AI agents use resolve-allowance to create or update resources in MCPilot — usually the action step of a workflow, after the agent has gathered context. Every call changes real data in your MCPilot environment.
An AI agent can call resolve-allowance faster than any human can review — one bad instruction and it creates or modifies resources in MCPilot by the hundred, each call as confident as the last.
Risk signalsBulk/mass operation — affects multiple targets
Attacks that exploit this kind of access
Resolve the result of allowance. It is categorised as a Write tool in the MCPilot MCP Server, which means it can create or modify data. Consider rate limits to prevent runaway writes.
Register the MCPilot MCP server in PolicyLayer and add a rule for resolve-allowance: allow, deny, rate-limit, or require approval. Point your MCP client at the PolicyLayer proxy URL and the rule is enforced on every call, before it reaches MCPilot. Nothing to install.
resolve-allowance is a Write tool with medium risk. Write tools should be rate-limited to prevent accidental bulk modifications.
Yes. Add a rate_limit block to the resolve-allowance rule in your PolicyLayer policy.

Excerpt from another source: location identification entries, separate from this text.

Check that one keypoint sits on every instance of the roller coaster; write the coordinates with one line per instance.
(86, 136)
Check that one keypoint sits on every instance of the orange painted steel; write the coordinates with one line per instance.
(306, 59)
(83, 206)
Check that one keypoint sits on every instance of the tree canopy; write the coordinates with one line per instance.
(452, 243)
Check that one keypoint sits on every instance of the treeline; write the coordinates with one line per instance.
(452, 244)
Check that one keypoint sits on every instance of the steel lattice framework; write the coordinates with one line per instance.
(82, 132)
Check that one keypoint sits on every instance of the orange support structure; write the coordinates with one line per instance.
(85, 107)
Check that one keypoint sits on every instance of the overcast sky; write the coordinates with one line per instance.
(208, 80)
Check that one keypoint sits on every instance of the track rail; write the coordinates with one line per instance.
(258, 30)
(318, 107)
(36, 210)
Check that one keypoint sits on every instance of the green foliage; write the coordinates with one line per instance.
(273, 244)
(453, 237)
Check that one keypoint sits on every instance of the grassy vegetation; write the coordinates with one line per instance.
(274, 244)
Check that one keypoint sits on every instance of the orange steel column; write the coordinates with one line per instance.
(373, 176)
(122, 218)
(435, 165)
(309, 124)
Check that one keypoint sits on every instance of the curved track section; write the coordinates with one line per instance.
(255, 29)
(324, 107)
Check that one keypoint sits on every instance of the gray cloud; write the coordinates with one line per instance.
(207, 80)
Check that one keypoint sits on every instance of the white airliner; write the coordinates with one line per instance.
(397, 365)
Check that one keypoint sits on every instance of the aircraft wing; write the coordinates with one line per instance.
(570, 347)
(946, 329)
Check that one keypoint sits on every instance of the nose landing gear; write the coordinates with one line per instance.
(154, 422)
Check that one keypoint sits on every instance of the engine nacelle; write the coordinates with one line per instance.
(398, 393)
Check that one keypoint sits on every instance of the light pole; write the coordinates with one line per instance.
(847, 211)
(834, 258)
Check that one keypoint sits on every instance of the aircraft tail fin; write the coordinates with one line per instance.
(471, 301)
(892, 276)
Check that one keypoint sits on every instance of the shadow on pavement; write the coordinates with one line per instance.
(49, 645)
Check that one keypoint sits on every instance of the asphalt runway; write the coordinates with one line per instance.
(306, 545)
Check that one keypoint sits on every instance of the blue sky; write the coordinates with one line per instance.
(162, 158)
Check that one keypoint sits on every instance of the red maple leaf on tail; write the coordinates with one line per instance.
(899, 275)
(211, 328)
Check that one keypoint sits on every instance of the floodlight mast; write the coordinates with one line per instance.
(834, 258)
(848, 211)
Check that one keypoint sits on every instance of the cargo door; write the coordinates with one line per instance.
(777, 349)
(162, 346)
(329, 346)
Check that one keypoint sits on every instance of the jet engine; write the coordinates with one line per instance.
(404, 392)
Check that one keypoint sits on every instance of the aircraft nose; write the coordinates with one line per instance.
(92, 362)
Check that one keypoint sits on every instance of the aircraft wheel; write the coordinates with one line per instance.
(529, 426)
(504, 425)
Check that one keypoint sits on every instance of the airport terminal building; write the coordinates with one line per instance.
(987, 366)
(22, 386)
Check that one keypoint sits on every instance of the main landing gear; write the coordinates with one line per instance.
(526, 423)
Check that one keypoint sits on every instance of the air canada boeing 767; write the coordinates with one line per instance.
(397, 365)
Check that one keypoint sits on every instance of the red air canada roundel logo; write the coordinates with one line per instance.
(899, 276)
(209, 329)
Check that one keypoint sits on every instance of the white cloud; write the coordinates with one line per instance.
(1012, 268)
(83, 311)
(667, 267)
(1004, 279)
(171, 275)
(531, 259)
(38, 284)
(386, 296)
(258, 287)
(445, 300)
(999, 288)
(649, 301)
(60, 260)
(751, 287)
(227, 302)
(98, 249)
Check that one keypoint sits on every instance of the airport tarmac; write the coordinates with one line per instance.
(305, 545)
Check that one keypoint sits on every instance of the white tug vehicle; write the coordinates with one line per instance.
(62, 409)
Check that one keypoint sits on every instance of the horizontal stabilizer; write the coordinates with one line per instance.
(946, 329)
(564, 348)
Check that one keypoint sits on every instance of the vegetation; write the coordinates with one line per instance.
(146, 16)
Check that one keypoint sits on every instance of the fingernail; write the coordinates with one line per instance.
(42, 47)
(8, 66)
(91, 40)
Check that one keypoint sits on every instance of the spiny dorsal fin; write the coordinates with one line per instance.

For example, setting max: 10 and window: 60 limits the tool to 10 calls per minute. Rate limits are tracked per agent session and reset automatically.
Set action: deny in the PolicyLayer policy for resolve-allowance. The AI agent will receive a policy violation error and cannot call the tool. You can also include a reason field to explain why the tool is blocked.
resolve-allowance is provided by the MCPilot MCP server (xiawpohr/mcpilot). PolicyLayer sits as a proxy in front of this server to enforce policies before tool calls reach the server.